Este microcosmos se ha convertido en una gran pelota que hace temblar a media Europa y socava los cimientos de la Eurozona. No se sabe a ciencia cierta cuál es la dimensión del percance, entre otras cosas porque tiene carácter dinámico. Es decir, aumenta de volumen cada día por la sencilla razón de que hay cada vez más personas que se declaran incapaces de pagar la hipoteca y porque el valor real de los inmuebles sigue cayendo y nadie ha dicho con credibilidad suficiente en dónde va a parar el deterioro de los activos. Los analistas y consultores que ha contratado el Gobierno para analizar la verdadera dimensión del quebranto financiero de los bancos españoles darán a la vuelta de unas semanas un veredicto que se quedará obsoleto a la vuelta de unos pocos meses. El Banco de España tiene gente más que suficiente y desde luego mucho más preparada para haber determinado en su momento la dimensión de la foto fija de la crisis bancaria y la velocidad a la que se deteriora, lo que nos hubiera permitido a estas alturas un mejor conocimiento de dónde estamos.

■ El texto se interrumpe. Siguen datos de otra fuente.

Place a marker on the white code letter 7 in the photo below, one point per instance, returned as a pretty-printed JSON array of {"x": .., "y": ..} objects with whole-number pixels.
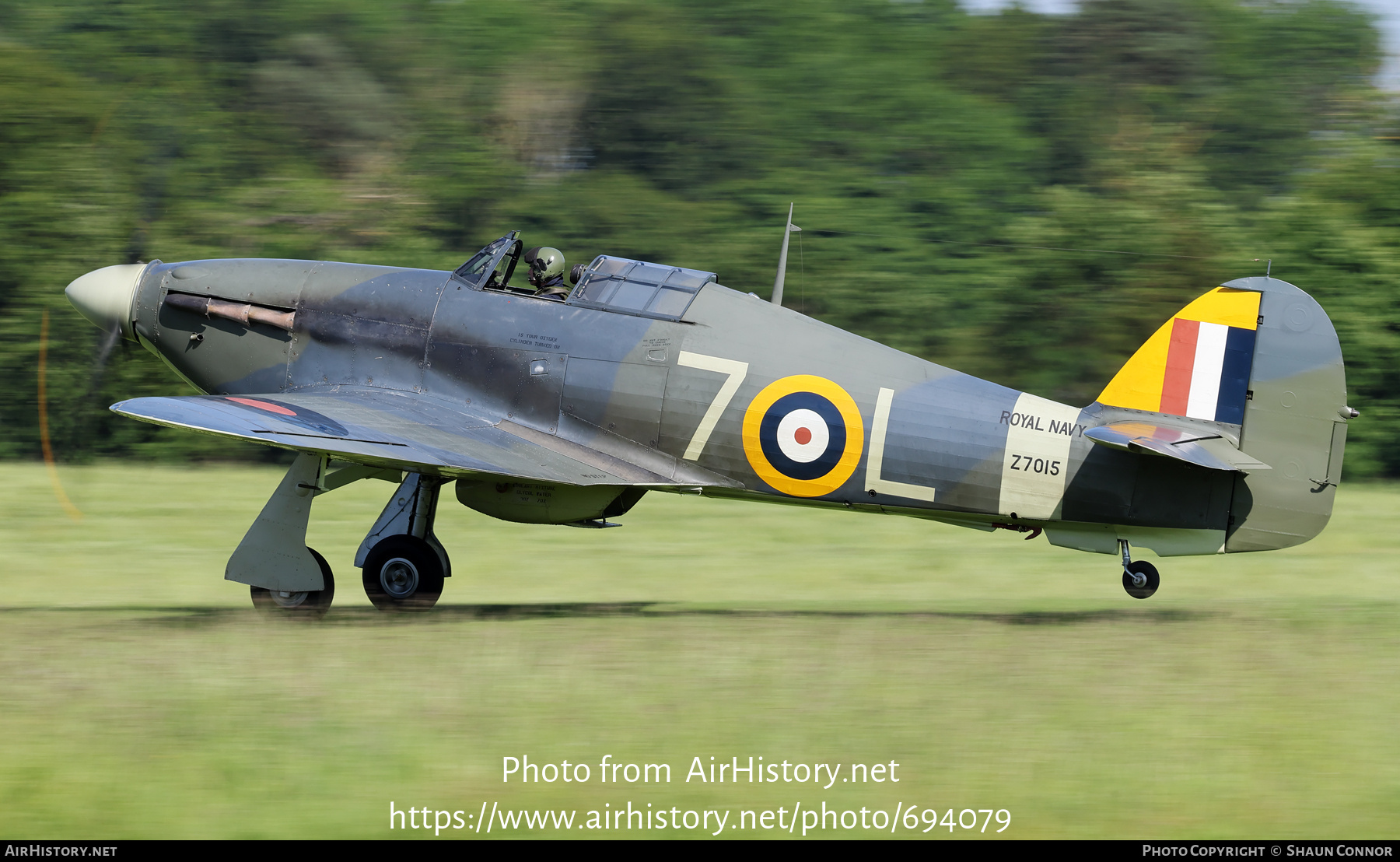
[{"x": 735, "y": 371}]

La ignorancia sobre la cuantía del quebranto es sólo la primera parte. Luego viene la nada sencilla tarea de financiarlo. Los bancos ya han dado de sí todo lo que podían con sus reservas y sus recursos propios.  Los organismos creados para resolver la crisis a escala doméstica (el Frob) se han quedado sin dinero y, aunque hay optimistas que dicen que este organismo va a obtener financiación en los mercados, nadie es capaz de asegurarlo con suficiente seguridad y mucho menos hay garantías de que logre obtener crédito de los mercados internacionales en la cuantía necesaria para hacer frente al quebranto. La única vía posible para resolver el problema reside en encontrar la comprensión de los Estados vecinos, socios de la UE, que nos presten el dinero para salir del paso y sobre todo que nos ayuden a empujar un poco hacia delante la economía, ya que en la medida en que la tasa de desempleo empiece a ceder, la solución del problema irá llegando por sus propios pasos.